On Wed, 14 Dec 2016 14:52:41 +0100
Klaus Wenninger <kwenning at redhat.com> wrote:

> On 12/14/2016 01:26 PM, Jehan-Guillaume de Rorthais wrote:
> > On Thu, 8 Dec 2016 11:47:20 +0100
> > Jehan-Guillaume de Rorthais <jgdr at dalibo.com> wrote:
> >  
> >> Hello,
> >>
> >> While setting this various parameters, I couldn't find documentation and
> >> details about them. Bellow some questions.
> >>
> >> Considering the watchdog module used on a server is set up with a 30s timer
> >> (lets call it the wdt, the "watchdog timer"), how should
> >> "SBD_WATCHDOG_TIMEOUT", "stonith-timeout" and "stonith-watchdog-timeout" be
> >> set?
> >>
> >> Here is my thinking so far:
> >>
> >> "SBD_WATCHDOG_TIMEOUT < wdt". The sbd daemon should reset the timer before
> >> the wdt expire so the server stay alive. Online resources and default
> >> values are usually "SBD_WATCHDOG_TIMEOUT=5s" and "wdt=30s". But what if
> >> sbd fails to reset the timer multiple times (eg. because of excessive
> >> load, swap storm etc)? The server will not reset before
> >> random*SBD_WATCHDOG_TIMEOUT or wdt, right?   
> 
> SBD_WATCHDOG_TIMEOUT (e.g. in /etc/sysconfig/sbd) is already the
> timeout the hardware watchdog is configured to by sbd-daemon.
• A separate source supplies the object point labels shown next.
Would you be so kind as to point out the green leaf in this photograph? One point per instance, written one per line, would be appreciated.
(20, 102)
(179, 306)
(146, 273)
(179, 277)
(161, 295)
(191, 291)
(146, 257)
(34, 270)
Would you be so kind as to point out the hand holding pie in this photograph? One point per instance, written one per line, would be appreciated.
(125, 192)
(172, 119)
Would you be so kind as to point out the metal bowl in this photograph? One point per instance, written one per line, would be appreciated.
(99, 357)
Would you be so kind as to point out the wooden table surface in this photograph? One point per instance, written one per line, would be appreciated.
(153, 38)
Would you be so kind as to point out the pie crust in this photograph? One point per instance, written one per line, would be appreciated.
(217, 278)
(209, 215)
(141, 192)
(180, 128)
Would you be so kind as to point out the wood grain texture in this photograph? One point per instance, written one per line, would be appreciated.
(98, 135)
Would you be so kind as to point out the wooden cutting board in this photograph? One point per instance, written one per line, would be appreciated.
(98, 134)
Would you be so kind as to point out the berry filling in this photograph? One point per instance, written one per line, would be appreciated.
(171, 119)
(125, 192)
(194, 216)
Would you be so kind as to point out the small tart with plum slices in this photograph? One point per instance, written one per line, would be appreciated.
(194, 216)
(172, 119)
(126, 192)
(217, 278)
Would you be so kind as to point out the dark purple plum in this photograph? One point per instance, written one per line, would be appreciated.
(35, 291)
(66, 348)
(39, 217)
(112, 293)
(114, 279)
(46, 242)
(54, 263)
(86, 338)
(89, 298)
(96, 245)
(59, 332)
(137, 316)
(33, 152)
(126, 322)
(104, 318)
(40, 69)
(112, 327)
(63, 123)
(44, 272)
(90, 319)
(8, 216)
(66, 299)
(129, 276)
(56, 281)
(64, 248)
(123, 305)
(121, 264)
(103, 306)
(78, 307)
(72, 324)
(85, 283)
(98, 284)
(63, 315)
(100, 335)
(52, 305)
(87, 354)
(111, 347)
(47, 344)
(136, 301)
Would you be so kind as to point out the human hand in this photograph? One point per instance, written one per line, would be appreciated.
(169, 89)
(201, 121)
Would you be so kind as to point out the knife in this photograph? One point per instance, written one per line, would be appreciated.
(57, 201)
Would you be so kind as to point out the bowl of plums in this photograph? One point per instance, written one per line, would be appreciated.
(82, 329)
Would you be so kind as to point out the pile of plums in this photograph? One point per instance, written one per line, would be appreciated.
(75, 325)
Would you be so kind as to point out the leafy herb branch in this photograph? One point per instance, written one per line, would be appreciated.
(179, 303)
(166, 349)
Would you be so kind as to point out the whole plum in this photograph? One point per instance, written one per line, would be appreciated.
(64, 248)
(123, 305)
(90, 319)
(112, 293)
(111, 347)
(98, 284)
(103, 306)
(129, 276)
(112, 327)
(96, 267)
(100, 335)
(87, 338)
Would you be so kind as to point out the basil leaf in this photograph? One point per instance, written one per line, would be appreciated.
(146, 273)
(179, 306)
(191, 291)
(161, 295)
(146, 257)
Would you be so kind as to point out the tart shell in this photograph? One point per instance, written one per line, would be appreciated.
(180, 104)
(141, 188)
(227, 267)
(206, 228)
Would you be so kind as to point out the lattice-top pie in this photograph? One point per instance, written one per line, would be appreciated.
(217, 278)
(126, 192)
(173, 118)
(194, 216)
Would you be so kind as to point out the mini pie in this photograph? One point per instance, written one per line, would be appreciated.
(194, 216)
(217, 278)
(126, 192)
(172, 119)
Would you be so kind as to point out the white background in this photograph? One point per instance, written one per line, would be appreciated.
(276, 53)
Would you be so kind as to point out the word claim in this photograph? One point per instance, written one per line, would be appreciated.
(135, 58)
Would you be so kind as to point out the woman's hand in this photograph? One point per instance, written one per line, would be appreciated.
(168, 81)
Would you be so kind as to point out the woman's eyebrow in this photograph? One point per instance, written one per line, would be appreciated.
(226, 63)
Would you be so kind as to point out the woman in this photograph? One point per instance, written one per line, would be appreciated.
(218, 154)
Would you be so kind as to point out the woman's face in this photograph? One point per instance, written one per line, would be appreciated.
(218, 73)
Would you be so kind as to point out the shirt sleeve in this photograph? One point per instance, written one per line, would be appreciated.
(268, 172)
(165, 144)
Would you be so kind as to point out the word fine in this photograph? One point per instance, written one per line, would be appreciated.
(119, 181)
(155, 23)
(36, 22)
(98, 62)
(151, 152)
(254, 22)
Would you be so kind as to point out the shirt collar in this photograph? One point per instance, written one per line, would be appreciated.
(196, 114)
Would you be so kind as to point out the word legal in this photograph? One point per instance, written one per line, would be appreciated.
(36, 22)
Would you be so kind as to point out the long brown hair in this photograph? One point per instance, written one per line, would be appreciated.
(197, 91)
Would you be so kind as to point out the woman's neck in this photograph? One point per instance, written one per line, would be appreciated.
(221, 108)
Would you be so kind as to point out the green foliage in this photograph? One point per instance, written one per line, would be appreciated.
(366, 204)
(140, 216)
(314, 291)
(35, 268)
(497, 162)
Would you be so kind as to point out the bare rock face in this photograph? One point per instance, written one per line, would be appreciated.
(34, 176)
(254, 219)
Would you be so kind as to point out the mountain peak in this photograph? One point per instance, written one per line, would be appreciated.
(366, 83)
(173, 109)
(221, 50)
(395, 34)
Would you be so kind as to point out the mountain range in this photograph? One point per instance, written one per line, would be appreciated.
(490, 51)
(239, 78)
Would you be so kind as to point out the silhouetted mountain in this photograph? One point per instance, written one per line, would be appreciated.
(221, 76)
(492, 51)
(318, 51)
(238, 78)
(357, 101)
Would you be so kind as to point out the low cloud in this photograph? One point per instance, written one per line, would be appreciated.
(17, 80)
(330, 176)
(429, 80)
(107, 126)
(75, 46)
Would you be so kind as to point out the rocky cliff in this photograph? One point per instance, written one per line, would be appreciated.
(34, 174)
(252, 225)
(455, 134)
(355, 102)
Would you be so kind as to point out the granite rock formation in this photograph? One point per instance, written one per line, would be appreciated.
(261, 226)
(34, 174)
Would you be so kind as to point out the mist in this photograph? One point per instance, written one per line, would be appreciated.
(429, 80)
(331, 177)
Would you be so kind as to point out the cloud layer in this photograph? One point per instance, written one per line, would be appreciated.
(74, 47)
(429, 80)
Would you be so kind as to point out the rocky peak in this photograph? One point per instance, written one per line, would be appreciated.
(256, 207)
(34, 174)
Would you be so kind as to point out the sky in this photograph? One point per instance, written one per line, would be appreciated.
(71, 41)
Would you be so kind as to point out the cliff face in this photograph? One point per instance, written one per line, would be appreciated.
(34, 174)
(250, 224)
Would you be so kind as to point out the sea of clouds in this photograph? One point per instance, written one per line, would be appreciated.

Oh, ok, I did not realized sbd was actually setting the hardware watchdog
timeout itself based on this variable. After some quick search to make sure I
understand it right, I suppose it is done there?
https://github.com/ClusterLabs/sbd/blob/172dcd03eaf26503a10a18501aa1b9f30eed7ee2/src/sbd-common.c#L123

> sbd-daemon is triggering faster - timeout_loop defaults to 1s but
> is configurable.
> 
> SBD_WATCHDOG_TIMEOUT (and maybe the loop timeout as well
> but significantly shorter should be sufficient)
> has to be configured so that failing to trigger within time means
> a failure with high enough certainty or the machine showing
> comparable response-times would anyway violate timing requirements
> of the services running on itself and in the cluster.

OK. So I understand now why 5s is fine as a default value then.

> Have in mind that sbd-daemon defaults to running realtime-scheduled
> and thus is gonna be more responsive than the usual services
> on the system. Although you of course have to consider that
> the watchers (child-processes of sbd that are observing e.g.
> the block-device(s), corosync, pacemaker_remoted or
> pacemaker node-health) might be significantly less responsive
> due to their communication partners.

I'm not sure yet to understand clearly the mechanism and interactions of sbd
with other daemons. So far, I understood that Pacemaker/stonithd was able to
poke sbd to ask it to trigger a node reset through the wd device. I'm very new
to this area and I still lake of self documentation.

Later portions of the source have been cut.